When I was younger, I assumed you had to have a Science or Geography-related background to work in sustainability. My younger self would be delighted to know I’m putting my creative skills to good use, in a purpose-led organisation helping to create a One Planet Living future for people and the planet.

That’s why I was delighted that Bioregional was invited to participate in the Mayor of London’s Climate Kick-Start programme, a partnership between the Greater London Authority, Bloomberg L.P and Let’s Go Zero 2030. Coinciding with Green Careers Week and the first week of COP27, the city-wide schools programme aimed to inspire young people to tackle the climate and ecological emergency.

Climate Kick-Start

Our first event was at the Royal Institution, close to our Westminster HQ. Over 300 Key Stage 3 students attended to listen to science and sustainability-themed talks and demonstrations, before exploring the exhibitor stalls to learn about what we do. My colleague Nina Wallace and I introduced the students to our work, spoke to them about their future career goals, and answered their questions about what it’s like to work within sustainability.

The South London Schools Partnership invited us to Kingston College for our second and final event. I presented to the students about the climate emergency and how Bioregional’s work aims to tackle it, talking to them about our work at BedZED and our One Planet Living® sustainability framework, which provoked a lot of interesting questions. I also spoke to the students about their perceptions of green jobs and what they need to get there, before sharing my own unconventional journey into sustainability, as well as the different roles and organisation types out there.

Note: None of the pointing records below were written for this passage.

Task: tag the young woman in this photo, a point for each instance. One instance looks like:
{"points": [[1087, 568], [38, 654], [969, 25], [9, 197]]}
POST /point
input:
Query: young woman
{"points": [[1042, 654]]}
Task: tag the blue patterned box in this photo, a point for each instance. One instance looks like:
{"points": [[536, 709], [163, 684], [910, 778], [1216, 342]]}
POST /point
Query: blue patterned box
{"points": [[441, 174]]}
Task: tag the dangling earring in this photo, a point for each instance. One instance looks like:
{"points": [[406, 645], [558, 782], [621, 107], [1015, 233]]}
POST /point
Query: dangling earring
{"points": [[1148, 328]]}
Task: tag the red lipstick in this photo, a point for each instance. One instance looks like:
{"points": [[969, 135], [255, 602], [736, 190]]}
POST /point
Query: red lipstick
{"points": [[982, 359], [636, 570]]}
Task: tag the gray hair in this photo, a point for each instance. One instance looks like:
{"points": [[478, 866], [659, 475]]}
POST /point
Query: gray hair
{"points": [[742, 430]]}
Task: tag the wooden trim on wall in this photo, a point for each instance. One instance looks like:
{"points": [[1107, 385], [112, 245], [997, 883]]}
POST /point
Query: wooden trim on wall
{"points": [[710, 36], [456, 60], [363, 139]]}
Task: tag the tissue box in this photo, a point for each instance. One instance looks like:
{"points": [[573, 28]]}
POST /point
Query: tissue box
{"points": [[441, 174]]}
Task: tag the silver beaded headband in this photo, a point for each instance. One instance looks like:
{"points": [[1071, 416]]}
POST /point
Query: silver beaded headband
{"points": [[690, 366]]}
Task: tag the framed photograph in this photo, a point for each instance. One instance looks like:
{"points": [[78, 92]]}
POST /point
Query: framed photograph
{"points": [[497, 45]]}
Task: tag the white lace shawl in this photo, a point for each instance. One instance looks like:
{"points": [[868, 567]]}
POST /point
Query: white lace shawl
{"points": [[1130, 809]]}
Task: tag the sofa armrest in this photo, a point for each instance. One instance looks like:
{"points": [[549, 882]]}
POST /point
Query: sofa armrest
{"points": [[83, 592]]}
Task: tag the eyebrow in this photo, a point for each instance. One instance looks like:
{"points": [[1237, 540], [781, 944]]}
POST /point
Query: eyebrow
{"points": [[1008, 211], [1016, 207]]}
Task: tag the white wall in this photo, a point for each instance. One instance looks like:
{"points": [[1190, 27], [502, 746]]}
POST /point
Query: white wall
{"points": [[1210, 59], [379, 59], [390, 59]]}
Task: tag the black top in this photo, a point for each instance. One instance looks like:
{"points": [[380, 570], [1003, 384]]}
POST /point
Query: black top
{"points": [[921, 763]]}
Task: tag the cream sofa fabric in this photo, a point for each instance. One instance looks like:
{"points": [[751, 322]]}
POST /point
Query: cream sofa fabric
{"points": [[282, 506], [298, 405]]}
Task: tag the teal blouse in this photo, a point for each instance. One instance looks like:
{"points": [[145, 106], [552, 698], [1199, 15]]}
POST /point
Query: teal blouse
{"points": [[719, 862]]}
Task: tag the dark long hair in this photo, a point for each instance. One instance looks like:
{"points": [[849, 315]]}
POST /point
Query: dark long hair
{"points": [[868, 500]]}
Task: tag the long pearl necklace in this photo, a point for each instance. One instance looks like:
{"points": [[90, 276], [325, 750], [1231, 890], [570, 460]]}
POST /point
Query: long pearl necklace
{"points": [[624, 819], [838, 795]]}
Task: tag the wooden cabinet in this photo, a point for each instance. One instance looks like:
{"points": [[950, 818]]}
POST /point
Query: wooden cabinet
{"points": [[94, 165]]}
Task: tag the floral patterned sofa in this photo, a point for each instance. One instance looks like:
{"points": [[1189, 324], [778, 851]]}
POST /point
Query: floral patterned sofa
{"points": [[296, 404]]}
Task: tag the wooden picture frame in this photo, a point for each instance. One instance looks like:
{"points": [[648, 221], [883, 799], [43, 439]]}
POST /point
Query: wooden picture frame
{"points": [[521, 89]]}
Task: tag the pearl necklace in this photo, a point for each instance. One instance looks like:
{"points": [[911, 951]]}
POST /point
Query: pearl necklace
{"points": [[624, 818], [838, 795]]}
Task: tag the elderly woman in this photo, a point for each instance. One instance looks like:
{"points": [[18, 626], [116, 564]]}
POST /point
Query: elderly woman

My journey into sustainability

My first two internships were with a spirits start-up and an art and film festival. I had no intention of working within sustainability until I participated in an art competition organised by Birmingham Friends of the Earth, which sought to raise awareness about climate refugees. For my submission, I did a lot of research into how the climate crisis negatively impacted the Wodaabe tribe of Niger, and it opened my eyes to the urgency and scale of the climate crisis and its potential to disrupt all our livelihoods.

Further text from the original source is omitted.